Felix Banaszak verurteilt Kretschmers Nord-Stream-Vorstoß
In der jüngsten Kontroverse um die Nord-Stream-Gasleitungen zeigt sich der Bundesvorsitzende der Grünen, Felix Banaszak, wenig begeistert von den Äußerungen des sächsischen Ministerpräsidenten Michael Kretschmer. Banaszak bezeichnete Kretschmers Vorstoß, die Pipelines als Gesprächsöffner mit Russland zu nutzen, als "überdurchschnittlich dummdreist". Dabei nahm er kein Blatt vor den Mund und stellte den CDU-Mit-Vorsitzenden Schulmeisterlich in die Schranken: Banaszak erinnerte daran, dass Kretschmer nicht bloß ein lokaler Parteifunktionär sei.
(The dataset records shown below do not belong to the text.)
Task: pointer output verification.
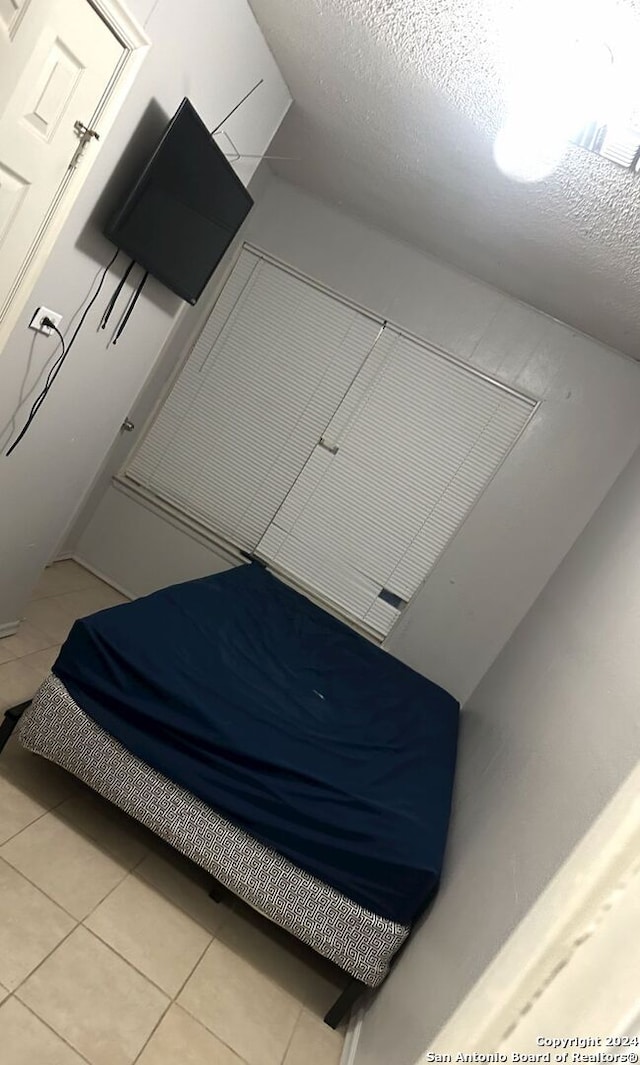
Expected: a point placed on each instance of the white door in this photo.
(56, 61)
(408, 453)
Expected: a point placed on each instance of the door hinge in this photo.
(85, 136)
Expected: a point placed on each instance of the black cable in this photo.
(233, 110)
(65, 350)
(132, 304)
(112, 301)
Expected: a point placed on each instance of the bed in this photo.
(306, 769)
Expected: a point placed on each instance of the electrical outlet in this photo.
(36, 322)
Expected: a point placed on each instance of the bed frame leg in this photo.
(12, 716)
(345, 1003)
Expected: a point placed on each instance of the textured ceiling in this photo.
(397, 103)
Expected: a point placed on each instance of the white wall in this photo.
(587, 429)
(213, 52)
(547, 738)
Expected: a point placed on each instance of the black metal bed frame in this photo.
(354, 990)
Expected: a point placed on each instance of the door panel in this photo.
(56, 60)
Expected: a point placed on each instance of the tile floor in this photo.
(111, 951)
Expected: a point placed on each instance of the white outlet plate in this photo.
(44, 312)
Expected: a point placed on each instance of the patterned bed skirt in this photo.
(358, 940)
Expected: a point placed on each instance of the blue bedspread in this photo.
(285, 721)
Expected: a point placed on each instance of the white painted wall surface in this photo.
(587, 429)
(212, 52)
(547, 737)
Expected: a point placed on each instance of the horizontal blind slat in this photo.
(263, 379)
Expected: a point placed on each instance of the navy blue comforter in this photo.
(283, 720)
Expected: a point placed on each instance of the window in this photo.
(341, 451)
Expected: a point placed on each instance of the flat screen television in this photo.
(183, 210)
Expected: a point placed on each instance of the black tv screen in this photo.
(184, 209)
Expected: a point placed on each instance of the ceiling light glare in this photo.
(557, 78)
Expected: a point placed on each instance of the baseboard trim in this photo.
(353, 1037)
(101, 576)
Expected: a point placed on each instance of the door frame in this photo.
(135, 45)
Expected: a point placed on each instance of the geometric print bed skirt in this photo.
(359, 941)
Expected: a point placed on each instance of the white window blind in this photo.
(266, 375)
(411, 447)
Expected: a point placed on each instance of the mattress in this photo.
(292, 726)
(361, 943)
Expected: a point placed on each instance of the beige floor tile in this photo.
(313, 981)
(69, 868)
(29, 787)
(91, 600)
(5, 653)
(314, 1043)
(18, 682)
(63, 577)
(26, 1041)
(25, 641)
(150, 933)
(31, 927)
(184, 884)
(180, 1039)
(43, 660)
(114, 831)
(53, 617)
(94, 1000)
(240, 1004)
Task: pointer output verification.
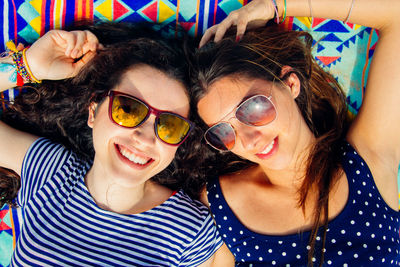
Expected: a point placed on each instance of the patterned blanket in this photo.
(344, 49)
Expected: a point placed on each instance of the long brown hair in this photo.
(262, 54)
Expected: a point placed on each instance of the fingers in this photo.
(77, 66)
(237, 17)
(79, 43)
(254, 13)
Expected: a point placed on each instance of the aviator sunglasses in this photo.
(130, 112)
(257, 110)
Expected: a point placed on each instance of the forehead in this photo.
(155, 88)
(226, 94)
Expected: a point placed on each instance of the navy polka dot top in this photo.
(365, 233)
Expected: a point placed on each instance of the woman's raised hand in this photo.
(253, 15)
(60, 54)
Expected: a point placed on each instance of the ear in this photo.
(92, 114)
(291, 80)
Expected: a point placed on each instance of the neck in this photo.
(112, 196)
(293, 175)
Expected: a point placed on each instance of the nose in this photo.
(249, 136)
(145, 134)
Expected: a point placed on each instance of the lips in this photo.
(132, 158)
(269, 149)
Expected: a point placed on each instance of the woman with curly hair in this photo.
(309, 187)
(104, 185)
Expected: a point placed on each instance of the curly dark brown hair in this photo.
(59, 109)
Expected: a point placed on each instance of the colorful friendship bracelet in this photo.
(276, 11)
(284, 12)
(24, 74)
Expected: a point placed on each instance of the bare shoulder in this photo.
(384, 171)
(13, 146)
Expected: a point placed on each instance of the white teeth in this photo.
(132, 157)
(268, 148)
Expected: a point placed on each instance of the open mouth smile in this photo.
(131, 158)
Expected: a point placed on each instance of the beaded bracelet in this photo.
(24, 74)
(32, 77)
(284, 11)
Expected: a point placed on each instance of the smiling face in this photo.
(130, 157)
(275, 145)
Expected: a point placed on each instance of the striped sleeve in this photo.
(204, 245)
(42, 160)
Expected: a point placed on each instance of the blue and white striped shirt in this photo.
(64, 227)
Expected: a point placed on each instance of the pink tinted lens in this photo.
(221, 136)
(256, 111)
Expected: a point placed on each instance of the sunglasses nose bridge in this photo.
(144, 133)
(249, 136)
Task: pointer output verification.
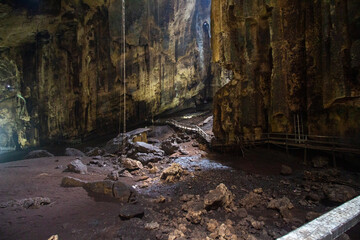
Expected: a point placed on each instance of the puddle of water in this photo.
(190, 163)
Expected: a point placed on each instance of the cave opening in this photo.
(172, 119)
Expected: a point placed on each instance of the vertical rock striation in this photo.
(279, 60)
(62, 60)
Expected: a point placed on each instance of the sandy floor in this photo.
(73, 214)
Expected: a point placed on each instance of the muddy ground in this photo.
(263, 195)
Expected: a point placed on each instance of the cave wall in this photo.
(278, 60)
(63, 61)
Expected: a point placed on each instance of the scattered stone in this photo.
(160, 199)
(131, 164)
(38, 154)
(122, 192)
(339, 193)
(72, 182)
(95, 152)
(169, 147)
(312, 215)
(194, 216)
(176, 234)
(286, 170)
(77, 166)
(172, 173)
(117, 144)
(283, 205)
(152, 226)
(148, 148)
(146, 158)
(131, 211)
(212, 225)
(187, 197)
(320, 161)
(113, 175)
(102, 188)
(35, 202)
(154, 170)
(74, 152)
(54, 237)
(258, 190)
(142, 178)
(251, 200)
(223, 232)
(125, 173)
(219, 197)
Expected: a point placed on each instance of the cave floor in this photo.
(175, 209)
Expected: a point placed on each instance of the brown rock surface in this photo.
(280, 59)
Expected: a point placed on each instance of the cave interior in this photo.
(172, 119)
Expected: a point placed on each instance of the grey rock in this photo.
(77, 166)
(72, 182)
(74, 152)
(169, 147)
(38, 154)
(131, 211)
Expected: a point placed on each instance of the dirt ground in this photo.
(175, 209)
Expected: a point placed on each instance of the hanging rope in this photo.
(124, 52)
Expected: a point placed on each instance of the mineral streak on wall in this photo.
(281, 59)
(61, 65)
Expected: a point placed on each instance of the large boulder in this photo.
(107, 188)
(339, 193)
(77, 166)
(131, 164)
(169, 147)
(221, 196)
(172, 173)
(74, 152)
(38, 154)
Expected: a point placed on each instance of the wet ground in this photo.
(254, 181)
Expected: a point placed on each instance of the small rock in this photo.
(95, 152)
(219, 197)
(72, 182)
(176, 234)
(212, 225)
(312, 215)
(131, 211)
(38, 154)
(114, 175)
(172, 173)
(151, 226)
(339, 193)
(286, 170)
(194, 216)
(125, 173)
(74, 152)
(169, 147)
(251, 200)
(77, 166)
(320, 161)
(131, 164)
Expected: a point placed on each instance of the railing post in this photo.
(305, 150)
(333, 152)
(287, 149)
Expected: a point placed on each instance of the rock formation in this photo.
(61, 65)
(284, 60)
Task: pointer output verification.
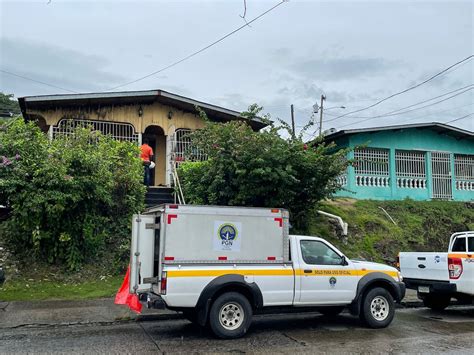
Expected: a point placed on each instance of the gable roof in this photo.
(215, 113)
(455, 132)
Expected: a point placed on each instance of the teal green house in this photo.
(422, 161)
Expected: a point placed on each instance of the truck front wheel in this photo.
(378, 308)
(436, 302)
(230, 315)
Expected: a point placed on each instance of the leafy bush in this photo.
(247, 168)
(70, 197)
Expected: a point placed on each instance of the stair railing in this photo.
(178, 193)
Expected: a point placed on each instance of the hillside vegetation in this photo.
(420, 226)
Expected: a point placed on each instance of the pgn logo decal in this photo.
(228, 233)
(227, 236)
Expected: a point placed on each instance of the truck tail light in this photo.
(163, 283)
(455, 268)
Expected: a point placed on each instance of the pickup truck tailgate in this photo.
(425, 266)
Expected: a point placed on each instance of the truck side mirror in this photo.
(344, 261)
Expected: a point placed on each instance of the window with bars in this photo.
(371, 166)
(182, 149)
(410, 169)
(119, 131)
(464, 171)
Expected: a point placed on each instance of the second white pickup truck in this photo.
(439, 277)
(221, 265)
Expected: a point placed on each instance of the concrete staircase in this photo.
(159, 195)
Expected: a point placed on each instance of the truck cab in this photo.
(440, 276)
(220, 265)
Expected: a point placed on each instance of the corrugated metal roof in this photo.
(437, 126)
(125, 97)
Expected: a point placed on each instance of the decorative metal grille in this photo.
(441, 173)
(119, 131)
(464, 172)
(371, 167)
(182, 149)
(410, 169)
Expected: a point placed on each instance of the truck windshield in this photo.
(317, 253)
(459, 244)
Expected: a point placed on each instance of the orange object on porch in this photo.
(124, 296)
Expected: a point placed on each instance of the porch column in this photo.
(392, 173)
(429, 176)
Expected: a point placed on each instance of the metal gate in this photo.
(441, 175)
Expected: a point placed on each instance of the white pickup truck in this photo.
(438, 277)
(221, 265)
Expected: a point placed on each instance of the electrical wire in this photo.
(460, 118)
(411, 87)
(37, 81)
(407, 111)
(394, 112)
(200, 50)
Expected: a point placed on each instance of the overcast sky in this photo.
(354, 52)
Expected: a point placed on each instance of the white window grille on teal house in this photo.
(464, 172)
(371, 166)
(410, 169)
(116, 130)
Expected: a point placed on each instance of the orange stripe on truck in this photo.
(275, 272)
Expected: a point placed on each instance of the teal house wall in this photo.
(418, 161)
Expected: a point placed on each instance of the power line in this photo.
(409, 88)
(394, 112)
(200, 50)
(460, 118)
(407, 111)
(37, 81)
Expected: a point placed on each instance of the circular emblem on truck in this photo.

Kretschmer hatte in einem Interview mit "Zeit Online" ans Licht gebracht, dass er mit dem Gedanken spiele, 20 Prozent des deutschen Gasbedarfs wieder durch Importe aus Russland zu decken. Diese Haltung stützt sich darauf, die Nord-Stream-Leitungen als Kommunikationsmittel mit Moskau zu reaktivieren. Dieser Plan stößt allerdings auf Widerstand aus den eigenen Reihen: Parteichef Friedrich Merz hält an der EU-Linie fest, die Pipelines im Rahmen eines neuen Sanktionspakets gegen Russland nicht zu nutzen.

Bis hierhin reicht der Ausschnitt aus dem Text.